L’altro elemento, aggiunge il sindaco del capoluogo Isontino, da non dimenticare, è legato, da una parte alla realizzazione del piano del traffico e del biciplan e, dall’altra, alla necessità di rilanciare il principale asse commerciale della città in forte affanno ben prima dell’attivazione del senso unico. Il terzo elemento, collegato agli altri due, riguarda le grandi opportunità economiche e turistiche legate alla Capitale europea della cultura che ci impongono di preparare il nostro territorio all’accoglienza di centinaia di migliaia di turisti che a Gorizia mangeranno, dormiranno, spenderanno soldi nei negozi, useranno auto, mezzi pubblici, biciclette e altri mezzi: dovremo pertanto essere capaci di far trovare loro una città accogliente e funzionale, in grado di dargli motivo di tornarci anche negli anni successivi. Quindi la questione viabilità sarà solo uno degli aspetti nel quadro generale di riqualificazione complessiva della città.

Partendo da questi presupposti, analizziamo cos’è accaduto durante la sperimentazione. Si sono formati diversi gruppi di pensiero, che hanno dibattuto su giornali e sui social ed è stato anche proposto un sondaggio dal quotidiano Il Piccolo che ha evidenziato la molteplicità delle opinioni: il 51,1% dei voti validi è andata all’opzione del ritorno al doppio senso di circolazione e piste ciclabili direttamente sui controviali, in coabitazione con pedoni, sedie, tavolini ed eventuali gazebo dei bar; la percentuale complessiva di chi auspicava il mantenimento della corsia unica, seppure con correttivi, è arrivata al 46,27%.

I rappresentanti di questi gruppi sono stati ascoltati dalla commissione consiliare chiamata ad attuare una sintesi fra le diverse posizioni. Continua poi Il Sindaco che ringrazia il presidente della Commissione Cosma per l’importante opera svolta. Purtroppo non è stato possibile raggiungere tale auspicato obiettivo: c’è infatti chi è convinto che il senso unico vada bene così, chi vorrebbe togliere una fila di parcheggi e chi invece realizzare le piste ciclabili sui controviali tornando al senso unico.

Avevamo pensato di realizzare un sondaggio ad hoc per far emergere la posizione maggioritaria, ma questo avrebbe significato spaccare la città in un momento in cui di tutto abbiamo bisogno tranne che di inutili divisioni. Abbiamo conseguentemente deciso, alla luce di tutte queste considerazioni, di ascoltare la gente attraverso i canali che si utilizzano con la realizzazione dei piani urbanistici, come lo sono il piano del traffico e il biciplan.

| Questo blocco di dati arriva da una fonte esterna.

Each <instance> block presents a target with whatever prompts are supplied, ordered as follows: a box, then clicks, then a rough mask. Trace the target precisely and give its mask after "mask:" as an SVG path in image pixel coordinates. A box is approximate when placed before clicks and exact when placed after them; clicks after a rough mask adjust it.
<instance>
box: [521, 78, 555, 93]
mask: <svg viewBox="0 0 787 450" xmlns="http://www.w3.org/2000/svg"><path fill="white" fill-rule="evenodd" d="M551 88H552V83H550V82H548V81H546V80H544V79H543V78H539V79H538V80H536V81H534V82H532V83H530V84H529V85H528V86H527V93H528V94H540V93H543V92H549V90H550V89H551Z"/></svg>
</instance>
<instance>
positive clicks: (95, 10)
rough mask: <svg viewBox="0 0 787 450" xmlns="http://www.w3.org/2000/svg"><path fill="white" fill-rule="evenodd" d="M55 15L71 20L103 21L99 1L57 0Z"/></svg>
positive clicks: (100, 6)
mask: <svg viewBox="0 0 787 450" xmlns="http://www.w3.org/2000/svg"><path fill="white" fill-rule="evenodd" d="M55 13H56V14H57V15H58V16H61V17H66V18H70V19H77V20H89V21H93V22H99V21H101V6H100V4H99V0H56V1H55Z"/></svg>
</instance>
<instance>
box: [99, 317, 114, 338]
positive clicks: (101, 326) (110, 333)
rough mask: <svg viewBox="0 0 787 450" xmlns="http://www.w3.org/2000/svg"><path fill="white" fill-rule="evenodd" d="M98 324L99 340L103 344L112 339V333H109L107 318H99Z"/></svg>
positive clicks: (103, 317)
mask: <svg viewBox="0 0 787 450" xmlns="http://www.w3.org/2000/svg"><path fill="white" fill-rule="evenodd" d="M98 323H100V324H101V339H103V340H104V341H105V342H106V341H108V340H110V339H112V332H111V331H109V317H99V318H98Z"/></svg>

Nel frattempo si tornerà al doppio senso di circolazione e saranno realizzate in sicurezza le piste ciclabili sui controviali. Dovremo però assicurare a ciclisti e pedoni di potersi muovere sui controviali in reale sicurezza, diversamente da quanto accaduto sino ad ora, adottando tutte le misure che saranno ritenute più adeguate.

Questo ci darà modo di fare un confronto e verificare concretamente questa soluzione. Ciò mentre proseguirà l’iter per la realizzazione del parcheggio di via Manzoni che sta conoscendo rallentamenti a causa dell’aumento di prezzi delle materie prime.